Jadi Penasihat Presiden, Said Iqbal Siap Turun Langsung Tangani Persoalan PHK

NTVNews - Berita Hari Ini, Terbaru dan Viral - 9 Jun 2026, 05:00
thumbnail-author
Deddy Setiawan
Penulis
thumbnail-author
Tasya Paramitha
Editor
Bagikan
Presiden Konfederasi Serikat Pekerja Indonesia (KSPI) sekaligus Presiden Partai Buruh, Said Iqbal Presiden Konfederasi Serikat Pekerja Indonesia (KSPI) sekaligus Presiden Partai Buruh, Said Iqbal (NTVnews)

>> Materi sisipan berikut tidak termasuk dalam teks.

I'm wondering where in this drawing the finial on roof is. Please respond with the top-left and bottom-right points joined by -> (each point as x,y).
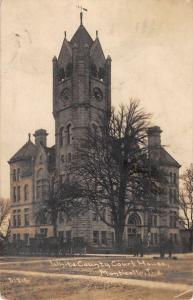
77,5 -> 88,25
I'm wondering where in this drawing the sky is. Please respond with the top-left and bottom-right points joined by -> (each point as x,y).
0,0 -> 193,197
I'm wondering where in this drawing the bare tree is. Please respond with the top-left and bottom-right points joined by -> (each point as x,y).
35,176 -> 83,237
0,198 -> 10,236
67,100 -> 164,248
179,164 -> 193,251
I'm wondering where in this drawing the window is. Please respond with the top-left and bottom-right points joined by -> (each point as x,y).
66,124 -> 71,145
13,186 -> 17,202
169,211 -> 177,227
66,63 -> 73,77
169,172 -> 172,183
93,231 -> 99,244
67,152 -> 72,162
58,231 -> 64,239
24,184 -> 29,201
40,228 -> 48,237
111,232 -> 115,246
24,208 -> 29,226
174,173 -> 176,184
23,233 -> 29,245
17,169 -> 21,180
59,127 -> 64,146
17,186 -> 20,201
174,190 -> 177,203
13,169 -> 16,181
66,230 -> 72,242
98,68 -> 105,81
58,211 -> 64,224
101,231 -> 107,245
58,68 -> 65,81
154,232 -> 158,245
90,64 -> 98,77
174,233 -> 178,244
152,215 -> 157,227
13,210 -> 17,227
17,209 -> 21,226
169,189 -> 173,204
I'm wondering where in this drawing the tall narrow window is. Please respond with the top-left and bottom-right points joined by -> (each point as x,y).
66,63 -> 73,77
170,172 -> 173,183
66,124 -> 71,145
93,231 -> 99,244
17,186 -> 20,201
24,208 -> 29,226
59,127 -> 64,146
13,186 -> 17,202
169,189 -> 173,204
174,173 -> 176,184
17,209 -> 21,226
17,168 -> 21,180
13,210 -> 17,227
13,169 -> 17,181
24,184 -> 29,201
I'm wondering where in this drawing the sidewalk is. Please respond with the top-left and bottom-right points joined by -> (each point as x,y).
0,270 -> 193,292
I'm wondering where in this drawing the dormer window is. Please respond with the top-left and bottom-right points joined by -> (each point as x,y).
59,127 -> 64,146
58,68 -> 66,81
66,63 -> 73,78
66,124 -> 72,145
98,68 -> 105,81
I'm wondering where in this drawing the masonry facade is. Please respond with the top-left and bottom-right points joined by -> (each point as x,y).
9,18 -> 180,247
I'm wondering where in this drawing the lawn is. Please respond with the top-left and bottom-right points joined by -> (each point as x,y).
0,255 -> 193,300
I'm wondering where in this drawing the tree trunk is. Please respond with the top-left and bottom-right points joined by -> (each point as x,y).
188,228 -> 193,252
115,224 -> 124,250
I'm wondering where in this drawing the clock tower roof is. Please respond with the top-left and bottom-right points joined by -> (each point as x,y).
70,25 -> 93,48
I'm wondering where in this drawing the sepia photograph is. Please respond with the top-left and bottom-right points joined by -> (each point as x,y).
0,0 -> 193,300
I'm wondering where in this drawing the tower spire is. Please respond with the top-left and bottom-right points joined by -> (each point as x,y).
77,5 -> 88,25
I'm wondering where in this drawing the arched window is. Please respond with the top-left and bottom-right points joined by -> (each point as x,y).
174,173 -> 176,184
36,168 -> 44,200
98,68 -> 105,81
13,169 -> 16,181
66,124 -> 72,145
59,127 -> 64,146
24,184 -> 29,201
91,123 -> 97,137
58,68 -> 65,81
17,169 -> 21,180
127,213 -> 141,235
170,172 -> 172,183
66,63 -> 73,78
90,64 -> 98,77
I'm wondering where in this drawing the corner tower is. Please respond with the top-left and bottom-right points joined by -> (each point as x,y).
53,15 -> 111,175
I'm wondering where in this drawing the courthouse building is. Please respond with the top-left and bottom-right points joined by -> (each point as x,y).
9,13 -> 180,247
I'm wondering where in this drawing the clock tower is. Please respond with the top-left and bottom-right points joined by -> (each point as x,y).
53,15 -> 111,180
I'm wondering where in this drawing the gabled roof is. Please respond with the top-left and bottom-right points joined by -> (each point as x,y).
70,25 -> 93,48
160,147 -> 181,168
58,37 -> 72,61
90,38 -> 105,63
9,140 -> 37,163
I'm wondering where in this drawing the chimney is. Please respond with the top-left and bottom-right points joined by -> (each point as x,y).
33,129 -> 48,147
147,126 -> 162,164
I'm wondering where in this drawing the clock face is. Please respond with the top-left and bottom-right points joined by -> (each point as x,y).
93,87 -> 103,101
60,88 -> 70,102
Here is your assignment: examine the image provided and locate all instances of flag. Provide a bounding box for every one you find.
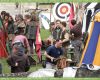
[69,3,75,29]
[35,25,42,60]
[80,12,100,67]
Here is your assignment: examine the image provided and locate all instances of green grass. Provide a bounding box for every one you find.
[40,28,50,40]
[0,0,99,3]
[0,28,50,73]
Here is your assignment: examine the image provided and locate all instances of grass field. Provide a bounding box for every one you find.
[0,0,99,3]
[0,28,50,73]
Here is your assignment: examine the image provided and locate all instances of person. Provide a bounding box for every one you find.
[12,28,30,54]
[25,15,37,54]
[52,20,62,40]
[0,11,8,58]
[44,40,63,69]
[14,14,26,34]
[70,21,82,64]
[7,45,30,73]
[61,21,70,58]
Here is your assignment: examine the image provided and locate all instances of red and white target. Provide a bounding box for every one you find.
[53,3,71,21]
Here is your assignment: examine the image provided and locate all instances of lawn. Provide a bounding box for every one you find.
[0,28,50,73]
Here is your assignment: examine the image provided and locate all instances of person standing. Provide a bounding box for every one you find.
[44,40,63,69]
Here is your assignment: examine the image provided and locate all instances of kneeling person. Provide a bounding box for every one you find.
[44,40,63,69]
[7,45,30,73]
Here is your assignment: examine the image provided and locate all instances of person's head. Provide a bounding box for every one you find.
[24,14,32,22]
[55,20,61,27]
[50,22,55,32]
[4,13,10,20]
[61,21,67,27]
[55,39,62,48]
[15,14,23,21]
[71,19,76,26]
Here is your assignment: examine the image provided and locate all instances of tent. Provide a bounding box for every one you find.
[80,10,100,69]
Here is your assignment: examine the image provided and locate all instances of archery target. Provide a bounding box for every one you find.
[53,3,70,21]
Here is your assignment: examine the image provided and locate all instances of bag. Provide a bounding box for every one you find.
[57,56,68,69]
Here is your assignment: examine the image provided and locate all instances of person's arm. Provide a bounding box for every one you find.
[25,37,30,54]
[44,51,54,62]
[62,33,69,43]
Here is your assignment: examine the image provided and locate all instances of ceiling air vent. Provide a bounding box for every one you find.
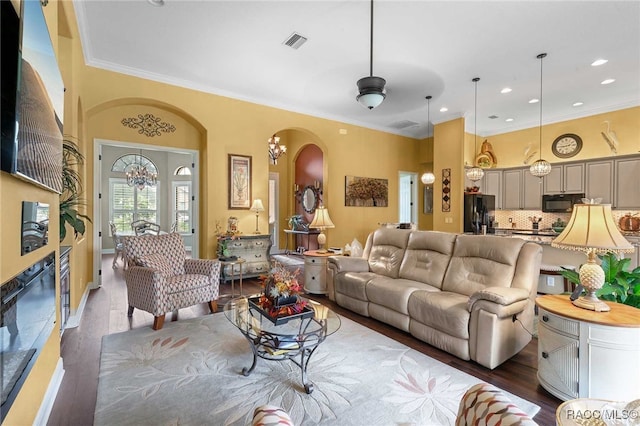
[282,33,307,49]
[389,120,418,130]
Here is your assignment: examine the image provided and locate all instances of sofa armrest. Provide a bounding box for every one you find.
[327,256,369,274]
[467,287,529,318]
[467,287,529,312]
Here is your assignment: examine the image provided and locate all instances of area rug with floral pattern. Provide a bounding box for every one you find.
[94,313,540,426]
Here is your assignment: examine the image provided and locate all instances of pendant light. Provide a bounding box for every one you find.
[529,53,551,178]
[467,77,484,182]
[420,95,436,185]
[356,0,387,109]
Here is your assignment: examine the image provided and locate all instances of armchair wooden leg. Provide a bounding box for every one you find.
[153,315,164,330]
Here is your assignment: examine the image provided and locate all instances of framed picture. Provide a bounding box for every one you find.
[344,176,389,207]
[229,154,251,210]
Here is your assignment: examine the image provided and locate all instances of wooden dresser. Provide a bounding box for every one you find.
[218,235,271,282]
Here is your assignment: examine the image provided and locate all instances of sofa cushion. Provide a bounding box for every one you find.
[442,235,526,296]
[333,272,377,301]
[408,290,470,339]
[365,228,411,278]
[399,231,456,288]
[365,276,440,314]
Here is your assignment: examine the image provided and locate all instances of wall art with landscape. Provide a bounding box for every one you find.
[344,176,389,207]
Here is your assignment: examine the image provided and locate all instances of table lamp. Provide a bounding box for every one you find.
[249,198,264,234]
[309,206,336,253]
[551,199,634,312]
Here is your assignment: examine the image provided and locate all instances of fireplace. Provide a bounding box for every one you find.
[0,253,56,420]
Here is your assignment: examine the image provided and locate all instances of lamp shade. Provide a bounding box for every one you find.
[420,172,436,185]
[309,206,335,229]
[249,198,264,213]
[551,204,634,254]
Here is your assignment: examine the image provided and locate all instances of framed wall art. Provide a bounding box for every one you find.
[229,154,251,210]
[344,176,389,207]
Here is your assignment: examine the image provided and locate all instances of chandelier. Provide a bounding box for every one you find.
[529,53,551,178]
[125,152,158,190]
[467,77,484,182]
[269,135,287,165]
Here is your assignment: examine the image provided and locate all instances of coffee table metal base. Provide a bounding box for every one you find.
[242,336,320,394]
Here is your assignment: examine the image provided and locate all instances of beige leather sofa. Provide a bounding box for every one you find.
[328,228,542,369]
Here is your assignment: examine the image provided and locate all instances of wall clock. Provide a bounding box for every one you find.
[551,133,582,158]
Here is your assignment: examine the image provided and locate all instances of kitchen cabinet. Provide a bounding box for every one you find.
[482,170,502,210]
[543,163,584,194]
[623,237,640,271]
[613,158,640,210]
[584,160,615,207]
[536,295,640,401]
[502,168,542,210]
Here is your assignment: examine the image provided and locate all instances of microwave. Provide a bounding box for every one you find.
[542,193,584,213]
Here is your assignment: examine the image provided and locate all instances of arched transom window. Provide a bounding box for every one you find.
[111,154,158,174]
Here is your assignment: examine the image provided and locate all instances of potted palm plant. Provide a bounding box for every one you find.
[60,138,91,242]
[560,253,640,309]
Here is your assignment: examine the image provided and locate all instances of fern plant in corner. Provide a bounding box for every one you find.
[60,138,91,242]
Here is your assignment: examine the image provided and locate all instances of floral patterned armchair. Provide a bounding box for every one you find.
[123,233,220,330]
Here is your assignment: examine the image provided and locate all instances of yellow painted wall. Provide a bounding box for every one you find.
[0,2,60,425]
[433,118,465,232]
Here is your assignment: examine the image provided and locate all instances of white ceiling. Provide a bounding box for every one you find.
[74,0,640,138]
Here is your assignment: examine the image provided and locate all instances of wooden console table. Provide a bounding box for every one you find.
[284,229,320,254]
[218,235,271,282]
[536,295,640,401]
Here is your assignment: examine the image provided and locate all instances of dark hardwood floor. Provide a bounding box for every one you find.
[48,256,561,426]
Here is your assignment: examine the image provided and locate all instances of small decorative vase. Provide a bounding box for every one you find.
[273,296,298,307]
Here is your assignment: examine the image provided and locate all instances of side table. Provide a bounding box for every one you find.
[304,250,335,294]
[536,294,640,401]
[219,257,246,297]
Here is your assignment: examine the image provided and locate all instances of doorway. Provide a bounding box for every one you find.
[398,171,418,224]
[93,139,200,287]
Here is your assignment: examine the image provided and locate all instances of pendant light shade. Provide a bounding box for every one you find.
[356,76,386,109]
[466,77,484,182]
[356,0,387,109]
[529,53,551,178]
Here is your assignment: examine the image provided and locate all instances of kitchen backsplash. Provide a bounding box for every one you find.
[494,210,640,229]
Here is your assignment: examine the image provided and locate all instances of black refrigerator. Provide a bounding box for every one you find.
[464,194,496,234]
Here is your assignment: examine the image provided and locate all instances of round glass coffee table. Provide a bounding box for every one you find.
[224,294,340,393]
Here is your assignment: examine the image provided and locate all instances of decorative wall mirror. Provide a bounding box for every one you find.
[300,185,320,214]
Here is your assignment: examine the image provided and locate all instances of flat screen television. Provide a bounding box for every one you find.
[2,0,64,193]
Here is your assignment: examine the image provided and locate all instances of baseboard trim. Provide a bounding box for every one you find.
[64,283,92,330]
[33,358,64,426]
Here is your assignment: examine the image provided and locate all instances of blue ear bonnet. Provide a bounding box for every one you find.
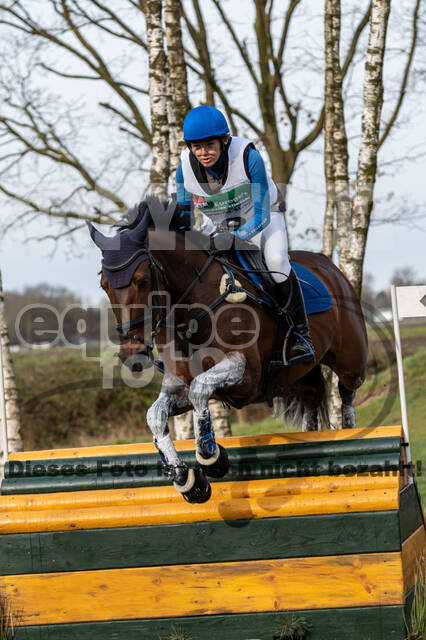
[89,212,150,289]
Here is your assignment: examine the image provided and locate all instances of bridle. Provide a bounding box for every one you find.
[102,247,168,362]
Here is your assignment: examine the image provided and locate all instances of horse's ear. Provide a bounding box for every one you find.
[86,221,120,251]
[128,208,151,243]
[145,195,168,229]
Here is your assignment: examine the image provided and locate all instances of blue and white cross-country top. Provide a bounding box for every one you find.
[176,137,278,239]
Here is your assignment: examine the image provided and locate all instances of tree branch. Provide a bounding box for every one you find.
[379,0,421,149]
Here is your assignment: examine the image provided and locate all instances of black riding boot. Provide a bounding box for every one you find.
[275,269,315,364]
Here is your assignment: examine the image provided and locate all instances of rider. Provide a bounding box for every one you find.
[176,105,314,362]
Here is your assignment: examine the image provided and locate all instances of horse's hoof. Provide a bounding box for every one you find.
[195,444,229,478]
[173,468,212,503]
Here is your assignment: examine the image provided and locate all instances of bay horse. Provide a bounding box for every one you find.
[89,196,367,502]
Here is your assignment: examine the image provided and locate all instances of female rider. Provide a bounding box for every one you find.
[176,105,314,363]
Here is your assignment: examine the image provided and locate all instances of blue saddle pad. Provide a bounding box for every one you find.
[236,251,332,315]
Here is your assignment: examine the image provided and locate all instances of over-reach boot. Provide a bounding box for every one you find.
[275,269,315,364]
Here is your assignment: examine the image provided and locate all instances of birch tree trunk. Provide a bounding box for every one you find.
[143,0,170,199]
[322,0,336,260]
[164,0,191,172]
[0,272,22,470]
[345,0,390,296]
[323,0,390,426]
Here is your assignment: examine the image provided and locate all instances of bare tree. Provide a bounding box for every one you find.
[323,0,421,284]
[164,0,191,172]
[145,0,170,199]
[0,272,22,468]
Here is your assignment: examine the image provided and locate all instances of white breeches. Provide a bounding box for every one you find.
[198,211,291,282]
[250,211,291,282]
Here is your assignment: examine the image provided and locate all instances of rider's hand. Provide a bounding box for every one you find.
[210,231,235,253]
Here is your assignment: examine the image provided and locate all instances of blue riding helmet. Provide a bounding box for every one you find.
[183,104,229,142]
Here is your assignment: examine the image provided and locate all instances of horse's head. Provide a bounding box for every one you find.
[89,207,159,372]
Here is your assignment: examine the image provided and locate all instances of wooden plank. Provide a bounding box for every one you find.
[0,511,400,575]
[402,524,426,593]
[0,553,405,626]
[399,483,423,543]
[4,437,401,478]
[9,426,402,460]
[5,606,406,640]
[0,475,400,516]
[1,452,400,495]
[0,487,398,534]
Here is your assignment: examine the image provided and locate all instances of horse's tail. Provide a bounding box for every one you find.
[273,365,331,429]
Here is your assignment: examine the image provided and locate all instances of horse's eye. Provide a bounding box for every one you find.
[137,276,148,289]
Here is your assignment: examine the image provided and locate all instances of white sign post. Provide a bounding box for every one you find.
[391,285,426,483]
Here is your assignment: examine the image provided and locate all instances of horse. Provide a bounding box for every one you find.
[89,196,368,503]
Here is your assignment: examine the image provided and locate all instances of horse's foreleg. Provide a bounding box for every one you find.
[339,381,356,429]
[146,375,211,502]
[188,352,246,478]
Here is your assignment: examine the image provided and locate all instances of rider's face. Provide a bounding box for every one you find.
[191,138,222,167]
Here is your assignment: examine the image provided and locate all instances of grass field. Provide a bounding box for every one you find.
[232,346,426,502]
[14,324,426,499]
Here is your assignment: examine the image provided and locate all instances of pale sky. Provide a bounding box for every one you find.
[0,2,426,303]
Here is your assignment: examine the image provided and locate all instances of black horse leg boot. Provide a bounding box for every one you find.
[276,269,315,364]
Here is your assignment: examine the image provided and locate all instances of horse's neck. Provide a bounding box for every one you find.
[150,231,208,302]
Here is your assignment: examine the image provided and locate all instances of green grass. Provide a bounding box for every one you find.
[232,347,426,502]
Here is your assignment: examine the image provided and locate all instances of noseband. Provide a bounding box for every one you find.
[103,247,168,362]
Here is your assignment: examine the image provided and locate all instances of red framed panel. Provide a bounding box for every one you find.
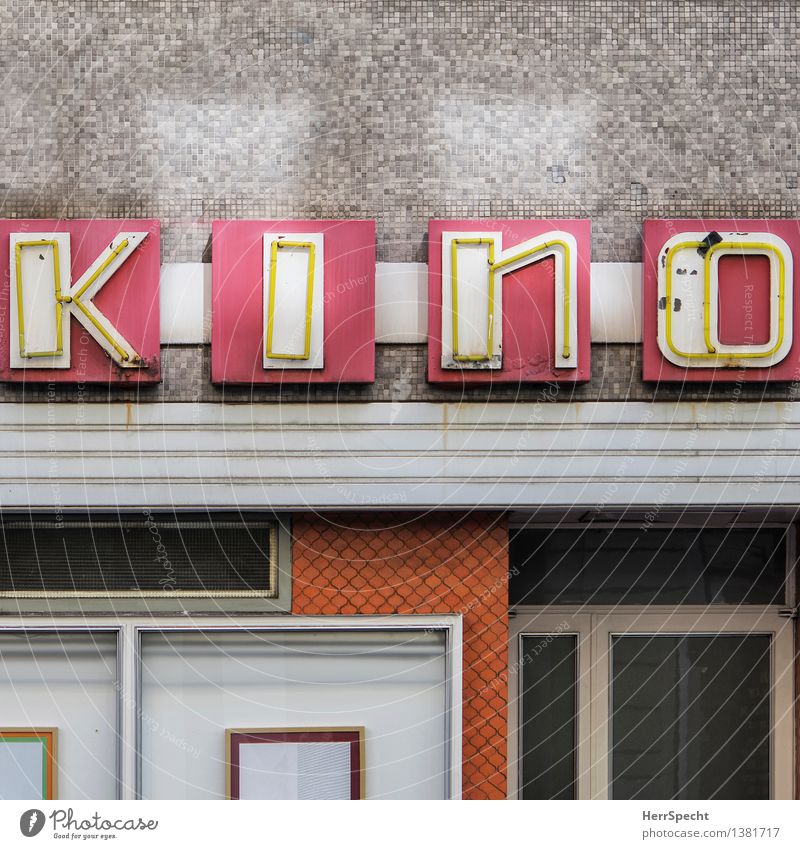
[226,727,365,799]
[211,220,375,384]
[642,218,800,383]
[0,219,161,384]
[428,219,591,386]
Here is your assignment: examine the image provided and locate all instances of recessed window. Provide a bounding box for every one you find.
[0,510,278,598]
[509,528,786,605]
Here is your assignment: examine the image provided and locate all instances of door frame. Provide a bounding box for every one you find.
[508,605,796,799]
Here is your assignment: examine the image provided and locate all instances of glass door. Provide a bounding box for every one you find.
[509,607,794,799]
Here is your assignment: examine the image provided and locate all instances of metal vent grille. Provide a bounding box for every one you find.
[0,511,278,598]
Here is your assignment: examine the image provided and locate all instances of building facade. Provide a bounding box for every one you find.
[0,0,800,799]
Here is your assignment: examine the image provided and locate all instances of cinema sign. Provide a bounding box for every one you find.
[0,219,800,386]
[0,219,161,383]
[642,219,800,383]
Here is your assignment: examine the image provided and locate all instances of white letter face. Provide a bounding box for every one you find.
[441,231,578,370]
[263,233,325,369]
[10,233,147,369]
[658,232,794,368]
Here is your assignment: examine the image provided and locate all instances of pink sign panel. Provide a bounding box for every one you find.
[642,219,800,383]
[211,220,375,384]
[0,219,161,384]
[428,219,591,385]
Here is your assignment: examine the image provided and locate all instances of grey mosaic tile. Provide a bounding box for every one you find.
[0,0,800,261]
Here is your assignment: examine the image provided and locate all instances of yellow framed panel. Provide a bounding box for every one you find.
[264,239,316,360]
[14,239,65,359]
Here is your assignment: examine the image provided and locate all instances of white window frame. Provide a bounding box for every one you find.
[0,614,463,800]
[508,605,795,799]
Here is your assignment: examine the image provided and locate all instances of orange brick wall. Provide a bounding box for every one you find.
[292,512,508,799]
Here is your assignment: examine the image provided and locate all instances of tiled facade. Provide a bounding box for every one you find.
[0,0,800,261]
[292,512,508,799]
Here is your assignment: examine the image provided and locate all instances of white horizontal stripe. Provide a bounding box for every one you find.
[161,262,642,345]
[0,403,800,509]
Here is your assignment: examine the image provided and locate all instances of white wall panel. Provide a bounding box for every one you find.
[375,262,428,344]
[591,262,642,342]
[0,402,800,509]
[0,632,117,799]
[142,631,449,799]
[161,262,211,345]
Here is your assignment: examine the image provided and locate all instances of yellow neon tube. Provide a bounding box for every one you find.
[665,242,786,360]
[491,239,572,360]
[450,238,494,363]
[72,239,138,360]
[264,239,316,360]
[14,239,64,359]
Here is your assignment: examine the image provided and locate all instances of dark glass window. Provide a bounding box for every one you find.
[509,528,786,604]
[520,634,578,799]
[0,512,277,597]
[611,634,771,799]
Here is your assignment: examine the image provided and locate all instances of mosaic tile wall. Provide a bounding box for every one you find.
[0,0,800,401]
[0,0,800,261]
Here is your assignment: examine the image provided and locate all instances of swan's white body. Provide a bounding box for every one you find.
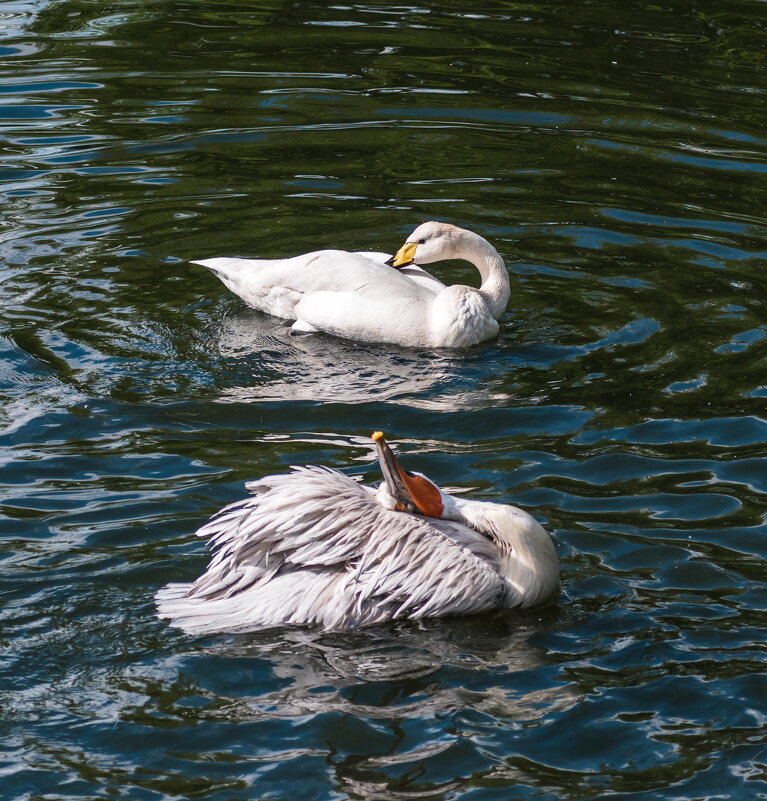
[194,222,509,348]
[157,432,559,634]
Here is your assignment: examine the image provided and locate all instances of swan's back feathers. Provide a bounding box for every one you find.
[157,467,505,634]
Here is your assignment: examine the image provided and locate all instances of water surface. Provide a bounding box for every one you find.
[0,0,767,801]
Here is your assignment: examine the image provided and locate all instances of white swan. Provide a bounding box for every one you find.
[156,431,559,634]
[193,222,509,348]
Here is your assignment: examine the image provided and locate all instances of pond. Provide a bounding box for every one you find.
[0,0,767,801]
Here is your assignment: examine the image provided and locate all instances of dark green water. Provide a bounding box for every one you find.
[0,0,767,801]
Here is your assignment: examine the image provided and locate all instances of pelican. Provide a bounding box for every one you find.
[192,221,509,348]
[156,431,559,634]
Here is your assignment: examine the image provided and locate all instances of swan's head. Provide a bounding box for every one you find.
[387,220,464,267]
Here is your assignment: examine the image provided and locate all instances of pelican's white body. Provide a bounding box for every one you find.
[194,222,509,347]
[157,467,559,634]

Ntvnews.id, Jakarta - Presiden Prabowo Subianto resmi melantik Said Iqbal sebagai Penasihat Khusus Presiden (PKP) Bidang Ketenagakerjaan dan Kesejahteraan Buruh. Dalam peran barunya, Said menyatakan akan memberikan masukan serta analisis kebijakan kepada pemerintah terkait berbagai isu ketenagakerjaan, termasuk persoalan pemutusan hubungan kerja (PHK).

Usai pelantikan di Istana Kepresidenan, Jakarta Pusat, Senin, 8 Juni 2026, Said menegaskan komitmennya untuk terlibat langsung dalam penanganan kasus-kasus PHK. Ia menyebut akan mendatangi perusahaan yang berencana melakukan PHK serta mendampingi serikat buruh sebagai representasi pemerintah.

"Saya akan memastikan turun ke lapangan bersama serikat buruh karena peran serikat buruh penting. Presiden Prabowo memberikan ruang seluas-luasnya untuk serikat buruh." jelasnya.

Baca Juga: Mensesneg: Penunjukan Said Iqbal sebagai Penasihat Khusus Presiden untuk Perkuat Komunikasi Buruh

Selain itu, Said mengungkapkan dirinya akan berkoordinasi dengan sejumlah menteri guna memastikan kebijakan yang berkaitan dengan kesejahteraan pekerja dapat dijalankan secara optimal.

"Saya akan datangi juga beberapa menteri untuk mendiskusikan berbagai hal, kami akan yakinkan menteri enggak bekerja kami akan lapor ke Presiden," janji Said Iqbal.

Menurutnya, dialog harus menjadi langkah utama sebelum perusahaan mengambil keputusan untuk melakukan PHK. Karena itu, ia siap mendampingi serikat pekerja dalam proses komunikasi dengan pihak pengusaha guna mencari solusi yang lebih baik.

"Kita ajak dialog pengusahanya, sebelum PHK misalnya kurangin dulu jam kerjanya, kurangin dulu shift-nya, kan itu reduce terhadap labor cost," tutur Said Iqbal.